Forest Hill: The Water Spirit Mounds
Long-tailed water spirit or “panther” mounds are common in the Four Lakes area, with two of 16 in the Forest Hill Cemetery grouping. This mound shape is often found near lakes and and wetlands, representing rebirth and renewal, or near spring-fed areas, which are considered sacred and in some Native cultures represent a direct link to the underworld. Forest Hill’s water spirits were built in profile view, with two legs visible. They also feature long, linear tails.
The water spirits can be found in Forest Hill Cemetery section 35.
Forest Hill:The Linear Mound
Linear mounds are shaped as long, low embankments, and tend to be grouped amidst other Upper and Lower world shapes. Though found across the effigy landscape, these shapes may also represent the divide in cosmology in Native belief systems. Some scholars have argued that the linear mounds represent the tail of a water spirit, while others believe they represent a snake. The linear mound at Forest Hill is located near the two water spirit mounds, on a ridge that over looks Lake Wingra.
The linear mound can be found in Forest Hill Cemetery section 35.
VISITING A MOUND
“When we visit an effigy mound site and then share that experience with others who then share their experience and so on and so on, we begin to dramatically alter cultural landscapes of countless individuals and build a new recognition of the importance of those who have gone before and who have left their legacy on the landscape. “ – Mark Cupp, executive director of Cultural Landscape Legacies (2015).
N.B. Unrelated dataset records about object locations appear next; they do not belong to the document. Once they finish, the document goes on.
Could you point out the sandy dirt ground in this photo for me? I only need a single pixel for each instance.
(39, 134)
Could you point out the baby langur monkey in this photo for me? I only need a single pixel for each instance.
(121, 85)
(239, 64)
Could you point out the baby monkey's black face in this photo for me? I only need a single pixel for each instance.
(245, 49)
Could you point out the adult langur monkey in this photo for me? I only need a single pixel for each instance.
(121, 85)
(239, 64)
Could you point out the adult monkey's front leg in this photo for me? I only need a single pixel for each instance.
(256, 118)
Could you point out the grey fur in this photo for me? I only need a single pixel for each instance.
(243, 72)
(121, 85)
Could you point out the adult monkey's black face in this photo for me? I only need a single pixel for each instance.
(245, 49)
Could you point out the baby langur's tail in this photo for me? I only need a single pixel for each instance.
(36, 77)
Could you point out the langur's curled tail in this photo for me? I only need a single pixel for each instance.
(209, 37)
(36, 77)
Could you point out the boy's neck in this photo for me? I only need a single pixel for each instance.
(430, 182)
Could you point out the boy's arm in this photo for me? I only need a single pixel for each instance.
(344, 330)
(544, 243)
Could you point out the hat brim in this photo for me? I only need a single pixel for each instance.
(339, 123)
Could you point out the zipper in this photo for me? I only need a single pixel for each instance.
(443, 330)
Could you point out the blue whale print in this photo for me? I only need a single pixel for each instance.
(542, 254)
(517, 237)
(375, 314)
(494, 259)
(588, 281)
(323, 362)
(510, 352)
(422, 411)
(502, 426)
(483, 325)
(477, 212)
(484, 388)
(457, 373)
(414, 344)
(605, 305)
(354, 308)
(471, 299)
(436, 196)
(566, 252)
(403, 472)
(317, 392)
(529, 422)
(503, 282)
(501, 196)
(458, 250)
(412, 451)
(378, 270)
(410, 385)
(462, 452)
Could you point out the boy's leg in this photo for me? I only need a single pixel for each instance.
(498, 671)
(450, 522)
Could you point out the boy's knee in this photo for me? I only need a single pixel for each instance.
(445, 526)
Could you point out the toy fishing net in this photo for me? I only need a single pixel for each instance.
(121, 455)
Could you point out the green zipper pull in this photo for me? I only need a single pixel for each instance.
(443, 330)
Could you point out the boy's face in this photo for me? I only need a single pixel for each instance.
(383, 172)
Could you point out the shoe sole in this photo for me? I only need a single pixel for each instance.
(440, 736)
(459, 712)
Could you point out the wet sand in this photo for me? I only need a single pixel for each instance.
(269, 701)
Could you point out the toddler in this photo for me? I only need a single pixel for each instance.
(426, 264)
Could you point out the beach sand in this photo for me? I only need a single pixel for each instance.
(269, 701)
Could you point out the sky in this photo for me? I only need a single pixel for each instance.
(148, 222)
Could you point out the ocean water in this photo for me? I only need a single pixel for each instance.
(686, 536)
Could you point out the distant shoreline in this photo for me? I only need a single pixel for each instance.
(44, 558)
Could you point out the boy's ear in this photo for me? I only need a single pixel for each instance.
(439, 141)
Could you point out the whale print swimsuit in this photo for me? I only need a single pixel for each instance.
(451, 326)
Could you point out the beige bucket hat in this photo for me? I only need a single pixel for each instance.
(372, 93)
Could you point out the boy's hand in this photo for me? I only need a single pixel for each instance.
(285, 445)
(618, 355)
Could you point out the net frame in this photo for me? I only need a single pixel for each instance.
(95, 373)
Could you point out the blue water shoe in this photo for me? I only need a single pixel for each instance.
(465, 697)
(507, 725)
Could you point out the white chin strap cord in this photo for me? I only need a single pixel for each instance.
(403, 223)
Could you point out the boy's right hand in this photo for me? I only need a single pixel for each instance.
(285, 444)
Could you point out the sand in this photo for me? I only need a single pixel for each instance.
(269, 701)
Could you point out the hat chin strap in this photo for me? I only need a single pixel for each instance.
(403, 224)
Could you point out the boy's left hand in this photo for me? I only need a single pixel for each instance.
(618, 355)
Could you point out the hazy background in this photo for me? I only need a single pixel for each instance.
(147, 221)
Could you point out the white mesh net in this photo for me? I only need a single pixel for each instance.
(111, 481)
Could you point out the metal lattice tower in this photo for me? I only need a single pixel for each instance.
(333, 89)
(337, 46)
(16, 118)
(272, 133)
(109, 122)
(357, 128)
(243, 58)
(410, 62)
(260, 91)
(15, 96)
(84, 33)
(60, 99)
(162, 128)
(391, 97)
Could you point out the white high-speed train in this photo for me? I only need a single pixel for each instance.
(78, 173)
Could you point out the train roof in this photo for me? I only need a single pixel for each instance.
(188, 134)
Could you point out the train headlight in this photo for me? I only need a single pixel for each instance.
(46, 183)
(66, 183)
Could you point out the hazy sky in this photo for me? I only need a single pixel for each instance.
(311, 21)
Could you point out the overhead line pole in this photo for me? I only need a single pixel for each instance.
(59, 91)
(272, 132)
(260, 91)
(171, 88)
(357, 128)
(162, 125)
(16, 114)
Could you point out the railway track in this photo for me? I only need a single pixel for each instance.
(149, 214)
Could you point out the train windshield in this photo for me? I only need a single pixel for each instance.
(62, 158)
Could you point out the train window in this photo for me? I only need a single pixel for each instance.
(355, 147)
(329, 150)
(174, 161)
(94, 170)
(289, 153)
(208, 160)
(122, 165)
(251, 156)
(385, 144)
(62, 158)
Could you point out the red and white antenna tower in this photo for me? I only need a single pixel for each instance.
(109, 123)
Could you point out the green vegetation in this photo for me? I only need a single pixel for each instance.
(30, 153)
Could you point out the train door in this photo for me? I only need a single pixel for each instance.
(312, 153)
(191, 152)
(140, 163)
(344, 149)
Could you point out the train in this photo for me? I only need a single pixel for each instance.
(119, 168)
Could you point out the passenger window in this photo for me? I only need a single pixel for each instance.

Many people, particularly members of Native American tribes, consider mound sites to be a sacred space. When visiting a mound, you can use the information from these pages and your imagination to discover the story of who built the mounds and why, and you can reflect on the meaning of the mounds, and what the mounds mean in your own cultural landscape. Please be respectful of this sacred space.
To guide you through a visit to a mound site, we suggest you consider some of the following questions:
- Physical – What is the shape and size of the individual mound? What grasses, vegetation, and other natural features are on top of the mound?
- Location – What is the order of the shapes in the group? Do they counterbalance each other? What may be the relationship between the shapes in the mound group? What are the natural surroundings of the area? How do the mounds connect with the landscape? Are the mounds aligned with any natural features?
- Spiritual – What spirits might the shapes represent? What stories can they tell? What do you bring to the mound site, and what will you take away from this experience?